I was nine months pregnant, staring over the edge of an icy cliff in Aspen, when the terrifying reality finally set in. My husband didn’t bring me up to this desolate ridge for the view.
He brought me here to die. I was trapped with a monster wearing the mask of a loving partner, and the sudden, violent blizzard had completely cut off our remote rental cabin from the rest of the world.
Carter and I had been married for three years. To the outside observer, we were the perfect couple. He was a charismatic investment banker, always quick with a joke and a devastatingly charming smile. When I got pregnant, he seemed overjoyed. He painted the nursery himself, bought an absurd amount of tiny shoes, and insisted on this “babymoon” in Aspen to celebrate our final weeks as a family of two.
I thought I was the luckiest woman in the world. I had no idea I was just the final piece of his early retirement plan. The cracks started showing during the first day of the blizzard. The storm had rolled in faster than forecasted, dumping three feet of snow and knocking out our internet.
But Carter had a satellite phone for “emergencies.” That night, while he was outside trying to clear the generator vent, I went into his duffel bag looking for my prenatal vitamins. Instead, I found a heavy, leather-bound folder tucked beneath his clothes.
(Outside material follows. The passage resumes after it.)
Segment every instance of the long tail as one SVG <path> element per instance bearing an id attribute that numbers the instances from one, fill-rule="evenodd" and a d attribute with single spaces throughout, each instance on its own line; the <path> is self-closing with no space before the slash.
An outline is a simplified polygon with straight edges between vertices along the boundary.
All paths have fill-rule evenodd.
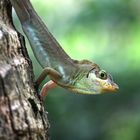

Inside was a life insurance policy.
A $50 million life insurance policy, naming him as the sole beneficiary, finalized just days before our trip. Underneath it was a printed itinerary for a two-month luxury vacation in the Maldives, booked for one month after my due date. The passenger name wasn’t mine.
It was Chloe, his young assistant. I sat on the edge of the bed, the cold mountain air seeping through the window panes, feeling entirely numb. I knew about Chloe—I had suspected an affair for months, catching whispers and deleted texts, but he gaslit me into thinking I was just hormonal and paranoid.
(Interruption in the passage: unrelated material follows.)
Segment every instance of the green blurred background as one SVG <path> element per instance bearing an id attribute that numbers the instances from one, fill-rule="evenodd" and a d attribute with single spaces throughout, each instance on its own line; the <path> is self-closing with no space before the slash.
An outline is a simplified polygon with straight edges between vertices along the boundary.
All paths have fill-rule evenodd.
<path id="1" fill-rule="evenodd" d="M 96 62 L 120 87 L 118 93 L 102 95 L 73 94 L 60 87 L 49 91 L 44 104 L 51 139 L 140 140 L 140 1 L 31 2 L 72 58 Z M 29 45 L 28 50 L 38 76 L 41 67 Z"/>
But the $50 million policy? That was a death sentence. With the roads buried and the storm raging outside, I had nowhere to run. I couldn’t hike out in three feet of snow at nine months pregnant. I had to play along. I had to pretend everything was normal and pray for a way out.
For two agonizing days, we sat by the fire. He rubbed my shoulders, kissed my forehead, and whispered how much he loved me, all while I stared into the flames, knowing he was calculating the exact moment to end my life. On the third afternoon, the snow finally stopped.
The blinding white landscape sparkled innocently in the afternoon sun. Carter walked into our bedroom with a perfectly manufactured, relaxed smile. “Bundle up, babe,” he said, tossing my heavy winter coat onto the bed.